Second paragraph: Lucy is mentioned but not introduced. Why are doors going
to be taken off their hinges? The reader immediately has several questions which
will be answered later in the book. The reader gathers information by moving in
and out of the mind of Clarissa and other characters. Woolf chooses to ‘plunge’
the reader into the novel just as Mrs Dalloway ‘plunged’ into the open air at
Bourton. As happens in life, the primary subject of the novel, readers have to
orient themselves.
Third paragraph: The past at Bourton. How is this association made? The
hinges. A confirmation that from the second paragraph on the narrator has been
mediating the thoughts of Mrs Dalloway: Free indirect style + interior monologue
(“What a lark!”). But the thoughts are usually still presented in the third person,
mediated by the narrator.
Fourth paragraph: the narrator moves away from Clarissa’s thoughts and
focalises the narrative through the mind of one of her neighbours, Scrope Purvis,
who views her across the street. ‘Perched’: like a bird, one of the key images
associated with her. Upright, light, vivacious.

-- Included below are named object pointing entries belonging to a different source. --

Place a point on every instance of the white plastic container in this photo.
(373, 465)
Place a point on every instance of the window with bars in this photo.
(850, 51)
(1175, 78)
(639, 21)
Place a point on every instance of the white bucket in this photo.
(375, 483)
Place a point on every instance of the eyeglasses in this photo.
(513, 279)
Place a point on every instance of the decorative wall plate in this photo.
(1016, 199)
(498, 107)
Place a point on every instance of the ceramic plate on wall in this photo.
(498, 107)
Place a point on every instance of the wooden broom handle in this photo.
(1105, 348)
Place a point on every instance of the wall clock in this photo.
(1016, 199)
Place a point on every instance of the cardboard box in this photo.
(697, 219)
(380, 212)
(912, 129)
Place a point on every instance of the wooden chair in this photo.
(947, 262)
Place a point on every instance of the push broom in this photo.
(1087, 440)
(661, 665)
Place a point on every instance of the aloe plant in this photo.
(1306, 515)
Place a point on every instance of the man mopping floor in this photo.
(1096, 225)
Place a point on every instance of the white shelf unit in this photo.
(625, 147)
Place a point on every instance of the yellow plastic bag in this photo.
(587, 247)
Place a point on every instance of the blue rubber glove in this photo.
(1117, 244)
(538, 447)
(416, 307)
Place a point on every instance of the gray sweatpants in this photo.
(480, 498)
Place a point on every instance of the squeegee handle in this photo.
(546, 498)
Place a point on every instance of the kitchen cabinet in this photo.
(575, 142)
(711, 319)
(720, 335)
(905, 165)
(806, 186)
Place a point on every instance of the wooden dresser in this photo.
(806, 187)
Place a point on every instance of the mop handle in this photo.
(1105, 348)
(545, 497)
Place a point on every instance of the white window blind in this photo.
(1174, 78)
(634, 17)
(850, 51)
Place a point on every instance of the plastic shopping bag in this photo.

Fifth paragraph: Clarissa’s thoughts. It brings to the fore several of the central
preoccupations of the novel. Notice the long snaking first sentence that enacts
its own subject. A progression towards the moment when Big Ben strikes. The
clock ‘booms’ out, ‘first a warning’, then the hour ‘irrevocable’. The suggestion
of a gun or cannon having fired is underlined by the following sentence: ‘The
leaden circles dissolved in the air’. The war. The striking of Big Ben is a device
to move the narrator from the thoughts of one character to the other, since they
both hear the sound wherever they are in central London.
The rest of the paragraph is about life, which surrounds the individual’s senses.
Everyone of us is ‘building it’, ‘tumbling it’, ‘creating it every moment afresh’. Life
is dynamic, exciting, a constant bombardment of sensations.